While working at this hospital, Freud began pursuing medical applications for cocaine. In 1884, he began studying the physiological effects of the drug, and believed it could have great applications. He noticed that it increased energy, created euphoria, and decreased pain. Freud believed that cocaine could be used to treat morphine addiction, depression, and could even be used in surgery. The most successful application that he found for it was to numb the eye during surgery. He was encouraged to stop his research after it was discovered that cocaine was extremely addictive in 1886. However, Freud's cocaine use did lead to problems for him later in life (Jones, 1953, p. 80-96).
Freud worked at the Vienna General Hospital until he married Martha Bernays in 1886. Shortly after he married, he set up a private practice for the treatment of psychological and neurological disorders with the assistance of his mentor and friend Joseph Breuer. This practice provided him with many of the case studies and clinical experience that he based his theories upon later (Boeree, 1997; Thorton 2001).

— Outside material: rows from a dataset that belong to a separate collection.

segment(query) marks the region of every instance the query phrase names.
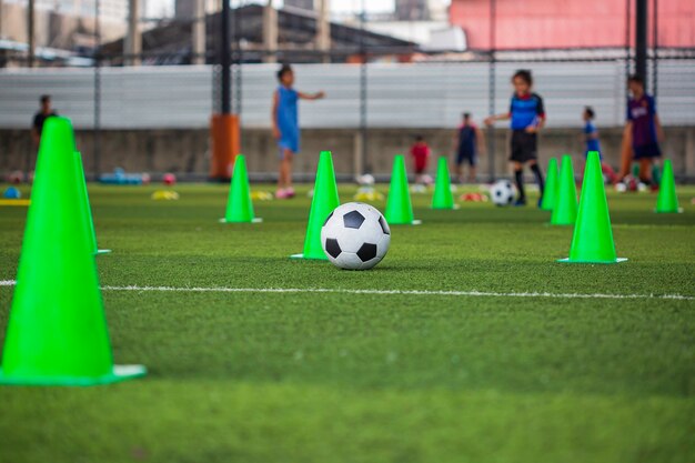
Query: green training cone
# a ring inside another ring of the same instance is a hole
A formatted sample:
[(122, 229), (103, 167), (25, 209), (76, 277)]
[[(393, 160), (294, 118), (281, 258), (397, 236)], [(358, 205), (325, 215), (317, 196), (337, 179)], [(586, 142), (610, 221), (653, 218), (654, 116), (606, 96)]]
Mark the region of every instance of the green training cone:
[(253, 214), (253, 203), (251, 202), (251, 191), (249, 189), (249, 174), (246, 172), (246, 159), (243, 154), (234, 158), (234, 172), (226, 201), (226, 213), (220, 222), (223, 223), (259, 223), (262, 219), (256, 219)]
[(39, 148), (0, 384), (92, 385), (145, 374), (115, 366), (91, 242), (80, 220), (70, 121), (49, 118)]
[(403, 154), (396, 154), (393, 159), (393, 173), (391, 174), (384, 219), (391, 225), (416, 225), (421, 223), (421, 221), (413, 219), (413, 204), (411, 203)]
[(451, 177), (449, 175), (449, 160), (446, 157), (441, 157), (437, 162), (432, 209), (457, 209), (456, 204), (454, 204), (454, 195), (451, 192)]
[(552, 211), (555, 201), (557, 199), (558, 184), (557, 181), (557, 160), (551, 158), (547, 161), (547, 178), (545, 180), (545, 190), (543, 192), (543, 201), (541, 201), (541, 209), (544, 211)]
[(92, 218), (92, 207), (89, 203), (89, 193), (87, 191), (87, 179), (84, 178), (84, 168), (82, 165), (82, 154), (74, 152), (74, 170), (75, 179), (80, 185), (80, 220), (84, 228), (84, 234), (90, 242), (90, 249), (94, 254), (108, 254), (110, 249), (99, 249), (97, 245), (97, 232), (94, 232), (94, 220)]
[(673, 164), (671, 159), (664, 161), (664, 173), (662, 183), (658, 188), (658, 198), (656, 199), (656, 212), (658, 213), (678, 213), (683, 209), (678, 208), (678, 195), (676, 194), (676, 181), (673, 178)]
[(560, 167), (560, 185), (557, 187), (557, 198), (553, 205), (551, 225), (574, 225), (576, 221), (576, 184), (574, 183), (574, 171), (572, 170), (572, 157), (562, 157)]
[(321, 245), (321, 228), (326, 218), (340, 205), (338, 198), (338, 184), (333, 171), (333, 158), (330, 151), (322, 151), (316, 169), (314, 183), (314, 197), (311, 200), (309, 223), (306, 224), (306, 238), (304, 239), (304, 252), (293, 254), (292, 259), (315, 259), (328, 261)]
[(558, 262), (617, 263), (626, 260), (615, 255), (601, 157), (597, 151), (591, 151), (584, 170), (580, 211), (574, 225), (570, 258)]

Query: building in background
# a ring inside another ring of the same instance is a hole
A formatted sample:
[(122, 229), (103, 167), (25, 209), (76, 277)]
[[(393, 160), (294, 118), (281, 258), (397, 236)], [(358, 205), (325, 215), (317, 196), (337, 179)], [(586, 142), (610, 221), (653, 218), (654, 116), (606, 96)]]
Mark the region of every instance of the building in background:
[[(452, 0), (450, 22), (464, 30), (472, 49), (491, 48), (491, 1), (498, 50), (623, 48), (627, 27), (634, 37), (634, 0), (629, 18), (625, 0)], [(658, 46), (695, 47), (695, 1), (649, 1), (649, 22), (654, 3)], [(648, 37), (653, 43), (651, 30)]]
[(306, 11), (314, 11), (314, 0), (284, 0), (284, 6)]
[(395, 0), (395, 20), (430, 20), (430, 6), (427, 4), (427, 0)]

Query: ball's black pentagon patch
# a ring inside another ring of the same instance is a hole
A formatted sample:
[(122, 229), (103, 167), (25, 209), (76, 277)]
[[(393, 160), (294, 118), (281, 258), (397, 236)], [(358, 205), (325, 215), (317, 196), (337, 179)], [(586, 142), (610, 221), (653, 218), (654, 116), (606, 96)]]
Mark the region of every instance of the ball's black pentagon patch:
[(357, 251), (357, 256), (362, 262), (371, 261), (376, 256), (376, 244), (362, 244), (362, 248)]
[(340, 253), (343, 251), (341, 251), (340, 244), (338, 244), (338, 240), (333, 238), (328, 238), (325, 240), (325, 252), (328, 252), (331, 255), (331, 258), (338, 259)]
[(389, 224), (384, 220), (383, 215), (379, 217), (379, 224), (381, 225), (381, 231), (383, 231), (384, 234), (391, 234), (391, 230), (389, 230)]
[[(333, 211), (333, 212), (335, 212), (335, 211)], [(325, 227), (325, 224), (329, 223), (329, 220), (331, 220), (331, 218), (333, 217), (333, 212), (331, 212), (329, 214), (329, 217), (325, 218), (325, 222), (323, 222), (323, 227)]]
[(357, 211), (350, 211), (343, 215), (343, 222), (345, 223), (346, 229), (359, 229), (362, 227), (364, 220), (364, 215)]

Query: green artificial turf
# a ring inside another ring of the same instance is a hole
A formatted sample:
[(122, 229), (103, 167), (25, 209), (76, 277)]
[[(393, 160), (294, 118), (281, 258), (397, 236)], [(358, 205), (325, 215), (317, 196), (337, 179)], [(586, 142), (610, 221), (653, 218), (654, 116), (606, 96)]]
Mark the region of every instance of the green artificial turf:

Perhaps one of the most influential events on Freud's future work was his interaction with one of Breuer's patients, who was known under the pseudonym of Anna O. Anna displayed a variety of physical symptoms that had no physical basis, such as a bad cough and speech difficulties. At the same time that she was experiencing these symptoms, she was spending most of her time caring for her sick father. When her father died, her symptoms increased and worsened. Breuer diagnosed her with hysteria, and her treatment involved what he called catharsis. Eventually, catharsis was integrated into Freud's psychoanalytic treatment. Breuer and Freud noticed that by talking about or remembering a root event to one of her symptoms, the symptom usually went away. They eventually wrote a book on hysteria, stating that it: .
"is the result of a traumatic experience, one that cannot be integrated into the person's understanding of the world.